By October of last year, communication between Esparza and Castaneda was at a minimum. He only sent text messages, sometimes incoherent, violent messages in all caps. Once, she says, “He started texting me: ‘Why would they do this to me?’ Why would the government do this? They’ve planted dead bodies all around me.’” When she rushed to go see him she found him near-catatonic and unable to finish simple sentences.

By this spring, Castaneda stopped taking his mother’s phone calls. Esparza filed for another mental health warrant. SAPD’s crisis intervention team visited Castaneda, but didn’t take him into custody, saying he wasn’t a threat to himself or others. Castaneda’s messages to his mother grew increasingly threatening. The standoff culminated with him showing up on her driveway at around 4 a.m. on Friday, May 27, and firing on the house. “This time [the District Attorney] kept saying they’re pressing charges, even if we choose not to,” Esparza says.

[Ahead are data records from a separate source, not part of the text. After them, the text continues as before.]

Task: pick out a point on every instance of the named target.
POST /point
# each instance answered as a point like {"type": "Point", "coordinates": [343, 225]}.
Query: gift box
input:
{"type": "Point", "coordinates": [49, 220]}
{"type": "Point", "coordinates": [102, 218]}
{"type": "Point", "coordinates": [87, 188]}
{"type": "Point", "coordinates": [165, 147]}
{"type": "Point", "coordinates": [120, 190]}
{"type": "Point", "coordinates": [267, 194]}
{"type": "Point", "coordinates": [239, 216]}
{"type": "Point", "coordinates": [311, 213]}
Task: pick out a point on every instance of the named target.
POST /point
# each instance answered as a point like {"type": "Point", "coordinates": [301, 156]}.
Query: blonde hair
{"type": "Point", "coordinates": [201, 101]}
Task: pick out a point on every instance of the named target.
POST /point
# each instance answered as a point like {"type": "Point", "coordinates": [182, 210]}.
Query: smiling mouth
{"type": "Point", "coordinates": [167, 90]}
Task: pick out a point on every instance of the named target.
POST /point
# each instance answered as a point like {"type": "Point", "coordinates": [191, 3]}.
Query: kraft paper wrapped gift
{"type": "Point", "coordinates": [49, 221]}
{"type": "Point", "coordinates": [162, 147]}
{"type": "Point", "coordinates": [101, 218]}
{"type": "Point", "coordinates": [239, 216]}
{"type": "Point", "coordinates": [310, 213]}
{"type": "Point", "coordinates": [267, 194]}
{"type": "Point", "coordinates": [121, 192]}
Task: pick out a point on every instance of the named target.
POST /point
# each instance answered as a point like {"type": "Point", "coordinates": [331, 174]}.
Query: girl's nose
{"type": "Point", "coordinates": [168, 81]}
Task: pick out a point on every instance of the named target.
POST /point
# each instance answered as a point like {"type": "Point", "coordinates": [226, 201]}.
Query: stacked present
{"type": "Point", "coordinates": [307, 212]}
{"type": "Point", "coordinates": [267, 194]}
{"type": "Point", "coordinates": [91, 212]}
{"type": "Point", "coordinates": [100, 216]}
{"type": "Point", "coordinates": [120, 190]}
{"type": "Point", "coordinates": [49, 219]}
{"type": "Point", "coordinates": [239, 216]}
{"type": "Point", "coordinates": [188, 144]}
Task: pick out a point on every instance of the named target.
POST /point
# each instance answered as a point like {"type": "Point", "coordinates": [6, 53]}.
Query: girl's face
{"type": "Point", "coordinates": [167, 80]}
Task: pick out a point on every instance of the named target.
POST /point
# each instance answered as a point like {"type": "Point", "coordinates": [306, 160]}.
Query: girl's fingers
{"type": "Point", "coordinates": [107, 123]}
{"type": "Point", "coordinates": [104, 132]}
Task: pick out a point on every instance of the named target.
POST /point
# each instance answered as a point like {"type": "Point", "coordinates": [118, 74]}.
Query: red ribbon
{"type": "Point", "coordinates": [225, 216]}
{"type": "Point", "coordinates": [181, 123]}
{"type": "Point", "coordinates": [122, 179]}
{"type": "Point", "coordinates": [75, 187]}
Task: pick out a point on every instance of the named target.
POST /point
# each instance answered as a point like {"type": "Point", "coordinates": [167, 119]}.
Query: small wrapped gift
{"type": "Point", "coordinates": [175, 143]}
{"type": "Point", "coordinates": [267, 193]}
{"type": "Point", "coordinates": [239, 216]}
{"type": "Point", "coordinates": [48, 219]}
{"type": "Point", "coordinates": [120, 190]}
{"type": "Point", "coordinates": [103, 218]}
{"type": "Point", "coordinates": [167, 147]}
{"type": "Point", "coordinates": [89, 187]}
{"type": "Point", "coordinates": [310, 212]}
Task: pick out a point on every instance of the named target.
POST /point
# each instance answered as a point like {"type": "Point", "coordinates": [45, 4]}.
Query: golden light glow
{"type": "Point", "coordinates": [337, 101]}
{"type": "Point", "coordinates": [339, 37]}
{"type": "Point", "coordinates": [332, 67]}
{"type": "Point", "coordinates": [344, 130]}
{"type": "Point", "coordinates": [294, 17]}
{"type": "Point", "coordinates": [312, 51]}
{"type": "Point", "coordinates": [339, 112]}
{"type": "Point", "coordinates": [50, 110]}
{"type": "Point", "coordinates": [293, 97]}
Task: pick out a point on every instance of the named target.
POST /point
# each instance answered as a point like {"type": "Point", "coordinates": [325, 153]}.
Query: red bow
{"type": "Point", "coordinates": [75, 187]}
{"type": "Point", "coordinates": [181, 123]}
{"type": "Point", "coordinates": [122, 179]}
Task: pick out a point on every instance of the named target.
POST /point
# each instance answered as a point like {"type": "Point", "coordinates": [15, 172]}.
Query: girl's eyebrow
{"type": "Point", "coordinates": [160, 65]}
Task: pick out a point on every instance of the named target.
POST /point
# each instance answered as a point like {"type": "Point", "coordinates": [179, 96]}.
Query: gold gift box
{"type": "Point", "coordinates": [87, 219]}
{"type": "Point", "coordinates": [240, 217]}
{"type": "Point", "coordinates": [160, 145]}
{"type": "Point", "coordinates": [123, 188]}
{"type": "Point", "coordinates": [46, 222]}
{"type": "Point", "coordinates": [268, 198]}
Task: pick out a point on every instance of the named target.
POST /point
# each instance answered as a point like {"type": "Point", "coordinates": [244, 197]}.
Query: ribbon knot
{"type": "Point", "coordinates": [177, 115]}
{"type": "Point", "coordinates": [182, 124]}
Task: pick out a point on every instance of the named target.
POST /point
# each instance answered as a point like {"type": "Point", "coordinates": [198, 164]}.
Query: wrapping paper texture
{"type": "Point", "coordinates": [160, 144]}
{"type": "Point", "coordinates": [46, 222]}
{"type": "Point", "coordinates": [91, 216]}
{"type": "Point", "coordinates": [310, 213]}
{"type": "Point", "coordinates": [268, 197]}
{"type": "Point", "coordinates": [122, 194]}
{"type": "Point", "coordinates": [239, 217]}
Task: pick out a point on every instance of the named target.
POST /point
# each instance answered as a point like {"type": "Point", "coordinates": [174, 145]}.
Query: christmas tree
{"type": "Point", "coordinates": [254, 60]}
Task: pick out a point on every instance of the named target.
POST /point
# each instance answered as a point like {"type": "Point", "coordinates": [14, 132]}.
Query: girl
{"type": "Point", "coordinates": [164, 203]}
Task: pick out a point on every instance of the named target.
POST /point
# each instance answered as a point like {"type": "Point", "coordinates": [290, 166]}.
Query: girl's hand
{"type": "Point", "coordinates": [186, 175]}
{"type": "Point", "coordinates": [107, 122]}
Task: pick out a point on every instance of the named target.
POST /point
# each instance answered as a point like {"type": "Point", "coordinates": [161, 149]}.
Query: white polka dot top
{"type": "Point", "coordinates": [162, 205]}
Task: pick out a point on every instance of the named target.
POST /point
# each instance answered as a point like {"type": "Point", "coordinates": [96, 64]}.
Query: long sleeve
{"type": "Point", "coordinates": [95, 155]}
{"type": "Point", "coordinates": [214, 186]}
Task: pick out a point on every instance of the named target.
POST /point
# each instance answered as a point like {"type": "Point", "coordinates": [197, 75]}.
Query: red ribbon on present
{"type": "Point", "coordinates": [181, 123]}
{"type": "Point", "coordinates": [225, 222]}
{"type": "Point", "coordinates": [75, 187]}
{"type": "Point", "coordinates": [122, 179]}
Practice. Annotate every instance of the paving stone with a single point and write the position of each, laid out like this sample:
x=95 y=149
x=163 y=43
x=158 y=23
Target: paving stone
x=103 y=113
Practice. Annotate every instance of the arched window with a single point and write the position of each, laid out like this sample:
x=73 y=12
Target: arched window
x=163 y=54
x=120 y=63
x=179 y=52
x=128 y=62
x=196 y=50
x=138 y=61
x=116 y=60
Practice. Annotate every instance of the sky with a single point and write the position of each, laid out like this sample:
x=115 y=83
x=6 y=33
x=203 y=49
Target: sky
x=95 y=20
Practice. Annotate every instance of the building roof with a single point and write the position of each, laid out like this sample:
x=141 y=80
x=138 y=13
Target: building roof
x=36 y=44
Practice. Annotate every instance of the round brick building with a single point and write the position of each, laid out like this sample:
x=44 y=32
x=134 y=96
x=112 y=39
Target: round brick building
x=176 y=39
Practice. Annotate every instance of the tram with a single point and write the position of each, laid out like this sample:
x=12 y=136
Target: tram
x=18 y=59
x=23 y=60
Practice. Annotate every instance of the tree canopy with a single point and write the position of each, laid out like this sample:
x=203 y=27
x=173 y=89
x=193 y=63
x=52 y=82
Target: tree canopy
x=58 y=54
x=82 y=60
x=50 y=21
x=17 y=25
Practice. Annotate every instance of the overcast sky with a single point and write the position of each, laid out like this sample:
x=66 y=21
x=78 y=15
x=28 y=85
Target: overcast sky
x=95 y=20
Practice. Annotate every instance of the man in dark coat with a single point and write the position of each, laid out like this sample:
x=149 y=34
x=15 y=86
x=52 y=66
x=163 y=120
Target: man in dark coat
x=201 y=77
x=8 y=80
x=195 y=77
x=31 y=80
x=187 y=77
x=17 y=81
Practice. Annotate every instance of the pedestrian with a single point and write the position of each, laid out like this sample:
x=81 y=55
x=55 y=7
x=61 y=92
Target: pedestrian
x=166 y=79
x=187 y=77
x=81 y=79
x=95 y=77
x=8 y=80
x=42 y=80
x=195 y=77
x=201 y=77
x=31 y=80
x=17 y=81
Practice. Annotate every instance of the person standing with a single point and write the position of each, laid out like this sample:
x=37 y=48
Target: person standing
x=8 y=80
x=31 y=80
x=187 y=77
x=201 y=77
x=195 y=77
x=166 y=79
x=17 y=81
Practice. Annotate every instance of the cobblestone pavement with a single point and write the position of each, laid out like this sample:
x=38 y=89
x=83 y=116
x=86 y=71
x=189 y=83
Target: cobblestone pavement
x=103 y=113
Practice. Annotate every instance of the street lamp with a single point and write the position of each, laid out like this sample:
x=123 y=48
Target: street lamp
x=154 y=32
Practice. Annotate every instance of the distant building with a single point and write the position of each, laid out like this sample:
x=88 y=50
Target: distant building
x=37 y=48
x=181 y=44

When arrested, Castaneda was booked in on two charges of aggravated assault with a deadly weapon, along with one count of deadly conduct. By the time he was arraigned, the DA’s office had secured two additional charges of attempted murder, along with one count of tampering with evidence (police claim that when they stopped Castaneda he dropped the pistol into a nearby bush). Says Comal County District Attorney Jennifer Tharp: “Whatever offenses are committed we charge them with it.”

 

“It is going to require an exponential increase in personnel to care for the psychiatric casualties of this war,” said Chrys Parker, a retired local lawyer, civilian chaplain, and pastoral psychotherapist who is contracted by the U.S. Army as an instructor of military personnel, including Army chaplains.* Soon after Castaneda’s most recent arrest a local veteran connected Parker with Castaneda’s mother, who was searching for anyone who could help with her son’s case. Parker quickly got to digging through the young man’s records.